In late December, Hydro realized many of its power-generating assets were not in the position to meet peak demand when plunging temperatures from the polar vortex caused an unusual spike. Hydro then publicly notified the utilities board that it planned to institute a period of rolling blackouts, which started on Jan. 2. Next, a transformer fire and a separate breaker malfunction threw the Holyrood generating station off line and led to unplanned outages.

Nalcor is the parent company of Newfoundland and Labrador Hydro, but the companies have separate management teams and budgets, says Karen O'Neill, spokeswoman for Nalcor. This is significant, she says, because Muskrat Falls is managed and financed through Nalcor and would not have affected Hydro's financial ability to upgrade and maintain its own infrastructure.

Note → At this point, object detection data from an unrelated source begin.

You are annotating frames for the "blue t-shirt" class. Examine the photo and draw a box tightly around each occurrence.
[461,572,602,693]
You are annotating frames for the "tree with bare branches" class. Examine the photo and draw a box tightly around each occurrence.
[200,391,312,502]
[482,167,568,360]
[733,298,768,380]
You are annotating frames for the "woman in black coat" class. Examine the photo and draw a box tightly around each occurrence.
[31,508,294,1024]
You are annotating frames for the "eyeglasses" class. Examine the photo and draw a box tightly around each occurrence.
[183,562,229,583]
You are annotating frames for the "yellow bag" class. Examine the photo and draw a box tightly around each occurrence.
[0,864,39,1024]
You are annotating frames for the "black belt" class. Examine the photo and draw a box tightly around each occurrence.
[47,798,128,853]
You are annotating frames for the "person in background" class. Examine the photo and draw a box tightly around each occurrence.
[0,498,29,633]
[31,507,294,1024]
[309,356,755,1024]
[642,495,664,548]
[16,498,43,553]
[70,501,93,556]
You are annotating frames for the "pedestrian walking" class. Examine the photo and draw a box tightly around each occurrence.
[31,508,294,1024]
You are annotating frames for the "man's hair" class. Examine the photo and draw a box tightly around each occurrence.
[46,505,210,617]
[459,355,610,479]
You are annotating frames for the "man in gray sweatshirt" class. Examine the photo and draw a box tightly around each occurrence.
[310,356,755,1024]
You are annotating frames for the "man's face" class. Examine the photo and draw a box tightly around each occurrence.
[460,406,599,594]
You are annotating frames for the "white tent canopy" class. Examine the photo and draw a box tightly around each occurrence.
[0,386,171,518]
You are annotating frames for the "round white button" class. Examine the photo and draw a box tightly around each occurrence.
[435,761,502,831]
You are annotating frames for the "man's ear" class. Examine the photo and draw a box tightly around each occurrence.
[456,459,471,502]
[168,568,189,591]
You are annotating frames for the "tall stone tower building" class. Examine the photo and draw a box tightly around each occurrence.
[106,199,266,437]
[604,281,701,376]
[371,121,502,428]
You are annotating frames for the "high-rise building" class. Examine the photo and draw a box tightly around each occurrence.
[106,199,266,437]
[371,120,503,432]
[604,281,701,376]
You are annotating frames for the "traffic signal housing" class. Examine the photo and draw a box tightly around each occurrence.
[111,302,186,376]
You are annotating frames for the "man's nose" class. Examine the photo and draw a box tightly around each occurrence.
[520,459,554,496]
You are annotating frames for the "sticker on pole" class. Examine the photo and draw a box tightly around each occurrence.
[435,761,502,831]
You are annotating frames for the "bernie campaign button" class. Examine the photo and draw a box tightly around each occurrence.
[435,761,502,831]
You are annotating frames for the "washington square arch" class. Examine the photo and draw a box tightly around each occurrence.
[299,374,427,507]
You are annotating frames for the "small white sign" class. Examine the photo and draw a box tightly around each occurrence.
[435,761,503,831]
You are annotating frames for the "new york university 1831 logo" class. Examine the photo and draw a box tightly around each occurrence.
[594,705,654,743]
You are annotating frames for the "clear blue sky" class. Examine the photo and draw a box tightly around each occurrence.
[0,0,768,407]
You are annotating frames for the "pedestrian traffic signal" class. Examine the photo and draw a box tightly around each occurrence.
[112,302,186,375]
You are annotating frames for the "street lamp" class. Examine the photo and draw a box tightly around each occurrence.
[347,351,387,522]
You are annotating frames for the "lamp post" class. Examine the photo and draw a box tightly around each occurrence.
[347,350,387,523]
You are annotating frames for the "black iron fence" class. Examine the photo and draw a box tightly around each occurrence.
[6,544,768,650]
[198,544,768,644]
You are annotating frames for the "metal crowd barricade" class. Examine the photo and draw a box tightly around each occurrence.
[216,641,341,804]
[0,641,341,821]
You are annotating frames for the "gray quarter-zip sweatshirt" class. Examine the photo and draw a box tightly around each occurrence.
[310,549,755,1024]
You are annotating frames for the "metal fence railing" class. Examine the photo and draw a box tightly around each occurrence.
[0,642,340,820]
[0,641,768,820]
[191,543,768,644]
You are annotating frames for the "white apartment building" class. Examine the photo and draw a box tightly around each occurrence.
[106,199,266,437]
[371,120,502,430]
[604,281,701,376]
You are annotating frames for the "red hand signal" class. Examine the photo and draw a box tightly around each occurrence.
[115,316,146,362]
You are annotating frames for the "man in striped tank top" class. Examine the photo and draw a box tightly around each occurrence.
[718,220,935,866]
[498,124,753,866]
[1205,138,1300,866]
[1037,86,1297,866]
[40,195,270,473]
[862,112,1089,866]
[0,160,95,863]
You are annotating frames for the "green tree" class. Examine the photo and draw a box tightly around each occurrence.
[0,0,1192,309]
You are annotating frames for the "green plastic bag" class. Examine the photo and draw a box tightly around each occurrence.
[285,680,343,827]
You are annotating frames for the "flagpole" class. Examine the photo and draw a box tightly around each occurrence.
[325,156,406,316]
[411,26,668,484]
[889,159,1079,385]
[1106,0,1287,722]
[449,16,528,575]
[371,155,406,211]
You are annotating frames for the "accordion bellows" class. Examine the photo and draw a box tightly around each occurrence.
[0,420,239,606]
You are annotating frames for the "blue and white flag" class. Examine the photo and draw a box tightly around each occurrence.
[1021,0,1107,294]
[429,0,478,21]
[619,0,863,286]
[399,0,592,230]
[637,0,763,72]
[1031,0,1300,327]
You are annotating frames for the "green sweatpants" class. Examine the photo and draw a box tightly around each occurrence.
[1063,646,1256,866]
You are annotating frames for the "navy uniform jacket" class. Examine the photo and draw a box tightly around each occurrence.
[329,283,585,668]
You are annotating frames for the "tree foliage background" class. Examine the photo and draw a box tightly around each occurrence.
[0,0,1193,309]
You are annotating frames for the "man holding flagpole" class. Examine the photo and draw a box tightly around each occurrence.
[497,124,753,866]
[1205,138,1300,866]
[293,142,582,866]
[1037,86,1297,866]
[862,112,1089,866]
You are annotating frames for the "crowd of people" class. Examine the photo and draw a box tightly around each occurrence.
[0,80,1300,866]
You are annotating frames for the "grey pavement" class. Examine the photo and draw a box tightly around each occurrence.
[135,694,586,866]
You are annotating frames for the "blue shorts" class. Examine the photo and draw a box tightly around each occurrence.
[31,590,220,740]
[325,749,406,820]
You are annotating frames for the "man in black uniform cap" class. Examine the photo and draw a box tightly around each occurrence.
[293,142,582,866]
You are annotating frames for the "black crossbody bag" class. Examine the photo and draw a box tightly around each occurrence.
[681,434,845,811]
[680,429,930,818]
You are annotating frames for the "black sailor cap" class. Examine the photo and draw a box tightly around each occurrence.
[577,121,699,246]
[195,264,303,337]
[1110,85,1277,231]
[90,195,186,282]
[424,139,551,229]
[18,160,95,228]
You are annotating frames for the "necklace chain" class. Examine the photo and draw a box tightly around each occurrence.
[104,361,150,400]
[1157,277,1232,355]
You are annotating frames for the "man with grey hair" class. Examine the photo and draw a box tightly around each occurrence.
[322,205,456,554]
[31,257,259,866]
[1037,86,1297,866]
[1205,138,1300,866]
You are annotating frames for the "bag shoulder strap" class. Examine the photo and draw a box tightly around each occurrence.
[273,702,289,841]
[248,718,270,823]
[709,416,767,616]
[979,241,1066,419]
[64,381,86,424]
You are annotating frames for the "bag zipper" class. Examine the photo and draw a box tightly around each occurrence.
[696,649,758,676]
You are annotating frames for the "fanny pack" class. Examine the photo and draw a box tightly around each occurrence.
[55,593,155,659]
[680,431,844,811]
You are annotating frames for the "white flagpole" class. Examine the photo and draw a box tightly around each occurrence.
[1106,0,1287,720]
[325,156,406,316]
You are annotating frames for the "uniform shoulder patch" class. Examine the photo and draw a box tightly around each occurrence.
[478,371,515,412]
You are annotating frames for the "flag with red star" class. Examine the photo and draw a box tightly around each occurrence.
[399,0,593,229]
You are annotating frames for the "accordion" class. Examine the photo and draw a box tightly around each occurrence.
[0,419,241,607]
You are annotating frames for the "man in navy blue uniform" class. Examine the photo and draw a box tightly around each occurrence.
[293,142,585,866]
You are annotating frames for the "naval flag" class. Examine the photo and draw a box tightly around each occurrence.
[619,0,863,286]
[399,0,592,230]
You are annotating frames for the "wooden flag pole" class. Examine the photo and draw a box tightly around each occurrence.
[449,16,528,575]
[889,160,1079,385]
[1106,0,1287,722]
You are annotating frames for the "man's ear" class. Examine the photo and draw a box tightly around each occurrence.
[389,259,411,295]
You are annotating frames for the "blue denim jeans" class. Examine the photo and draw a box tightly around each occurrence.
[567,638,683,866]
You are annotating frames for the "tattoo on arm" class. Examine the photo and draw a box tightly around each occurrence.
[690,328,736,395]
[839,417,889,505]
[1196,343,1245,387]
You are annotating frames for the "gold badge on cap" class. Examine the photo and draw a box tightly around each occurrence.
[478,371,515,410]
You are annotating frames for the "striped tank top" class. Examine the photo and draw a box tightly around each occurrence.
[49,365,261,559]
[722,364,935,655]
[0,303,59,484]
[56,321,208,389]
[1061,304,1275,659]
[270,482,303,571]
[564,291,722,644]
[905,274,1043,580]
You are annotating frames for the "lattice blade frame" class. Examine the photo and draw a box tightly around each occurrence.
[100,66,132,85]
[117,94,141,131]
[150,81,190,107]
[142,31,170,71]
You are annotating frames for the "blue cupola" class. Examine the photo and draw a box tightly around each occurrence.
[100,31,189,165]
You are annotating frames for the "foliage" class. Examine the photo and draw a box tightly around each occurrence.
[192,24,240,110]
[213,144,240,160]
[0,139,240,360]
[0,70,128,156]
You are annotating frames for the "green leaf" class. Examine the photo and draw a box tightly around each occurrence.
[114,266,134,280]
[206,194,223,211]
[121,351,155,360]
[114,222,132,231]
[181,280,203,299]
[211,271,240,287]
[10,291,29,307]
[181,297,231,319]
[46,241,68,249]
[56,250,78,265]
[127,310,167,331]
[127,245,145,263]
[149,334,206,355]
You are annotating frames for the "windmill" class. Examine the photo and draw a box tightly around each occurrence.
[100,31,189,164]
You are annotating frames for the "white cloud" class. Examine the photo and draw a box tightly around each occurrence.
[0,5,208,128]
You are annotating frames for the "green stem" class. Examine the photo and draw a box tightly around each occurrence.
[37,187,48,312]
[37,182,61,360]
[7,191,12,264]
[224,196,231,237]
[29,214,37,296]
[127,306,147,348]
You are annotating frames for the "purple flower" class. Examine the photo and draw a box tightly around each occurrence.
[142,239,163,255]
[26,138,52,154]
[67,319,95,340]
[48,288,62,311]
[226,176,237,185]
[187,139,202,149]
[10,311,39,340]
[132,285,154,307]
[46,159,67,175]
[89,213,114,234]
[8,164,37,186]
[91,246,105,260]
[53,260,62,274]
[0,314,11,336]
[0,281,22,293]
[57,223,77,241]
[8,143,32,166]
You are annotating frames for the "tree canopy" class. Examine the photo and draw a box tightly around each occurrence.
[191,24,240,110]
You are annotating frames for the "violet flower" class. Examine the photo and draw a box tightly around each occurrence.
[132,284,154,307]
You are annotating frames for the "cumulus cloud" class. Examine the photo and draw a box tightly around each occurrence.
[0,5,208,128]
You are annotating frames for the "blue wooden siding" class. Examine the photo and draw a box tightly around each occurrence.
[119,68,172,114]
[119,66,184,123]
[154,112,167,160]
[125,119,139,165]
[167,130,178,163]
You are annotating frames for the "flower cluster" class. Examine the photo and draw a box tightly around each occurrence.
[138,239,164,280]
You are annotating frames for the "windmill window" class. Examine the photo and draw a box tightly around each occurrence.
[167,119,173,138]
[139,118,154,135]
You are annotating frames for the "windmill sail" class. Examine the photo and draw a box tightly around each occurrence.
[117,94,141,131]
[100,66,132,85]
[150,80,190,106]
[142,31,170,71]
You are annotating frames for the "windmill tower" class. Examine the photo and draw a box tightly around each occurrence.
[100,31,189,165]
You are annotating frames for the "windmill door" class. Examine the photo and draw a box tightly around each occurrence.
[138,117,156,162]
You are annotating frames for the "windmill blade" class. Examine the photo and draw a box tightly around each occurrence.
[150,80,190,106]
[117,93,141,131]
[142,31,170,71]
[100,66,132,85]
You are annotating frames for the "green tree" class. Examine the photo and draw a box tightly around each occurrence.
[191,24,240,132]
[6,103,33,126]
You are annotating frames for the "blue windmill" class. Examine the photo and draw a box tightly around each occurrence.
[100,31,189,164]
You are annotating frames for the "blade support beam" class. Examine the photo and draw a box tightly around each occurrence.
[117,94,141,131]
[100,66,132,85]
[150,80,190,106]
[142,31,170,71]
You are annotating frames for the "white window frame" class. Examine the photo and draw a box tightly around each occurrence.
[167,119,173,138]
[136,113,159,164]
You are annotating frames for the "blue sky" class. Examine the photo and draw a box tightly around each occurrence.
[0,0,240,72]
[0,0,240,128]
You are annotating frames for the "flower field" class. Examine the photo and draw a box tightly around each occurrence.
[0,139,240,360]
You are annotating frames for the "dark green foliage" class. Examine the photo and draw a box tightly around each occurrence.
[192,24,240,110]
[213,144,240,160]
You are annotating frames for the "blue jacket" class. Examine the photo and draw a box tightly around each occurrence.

Critics say, however, necessary improvements were neglected. "The feeling is that they have taken their eye off the ball," said Dennis Browne, a St. John's, Newfoundland, lawyer and member of the 2041 Group, opponents of Muskrat Falls. "Newfoundland's power peak is usually in February, but Hydro should have been ready for that. The utility could have brought in a third transmission line to the island from the Bay d'Espoir generating station. That would have given us another 175 MW of capacity but also shown that Muskrat Falls is unnecessary. That's why they didn't build it."

Kathleen Dunderdale, premier of Newfoundland and Labrador, said the blackouts were caused by generation, not transmission, issues and illustrated the province's need for Muskrat Falls' planned 550 MW of electricity.

But Muskrat is not being built for the province's own demand—it is part of Nalcor's ambition to sell electricity to external markets, Browne says.

"When the 5,428-MW Labrador Upper Churchill generating station was completed in the 1960's, Brinco, a private company, entered into a 65-year contract to sell Quebec electricity for a half-cent per kilowatt with no inflationary escalation clause," Browne says. "Nalco, inherited that contract, which has been a topic of several lawsuits. It's in effect until 2041, and Quebec is reselling that electricity and making billions."

That's why, Browne says, Dunderdale and Nalcor are so focused on building Muskrat Falls. "They think it allows them to sell electricity without going through Quebec."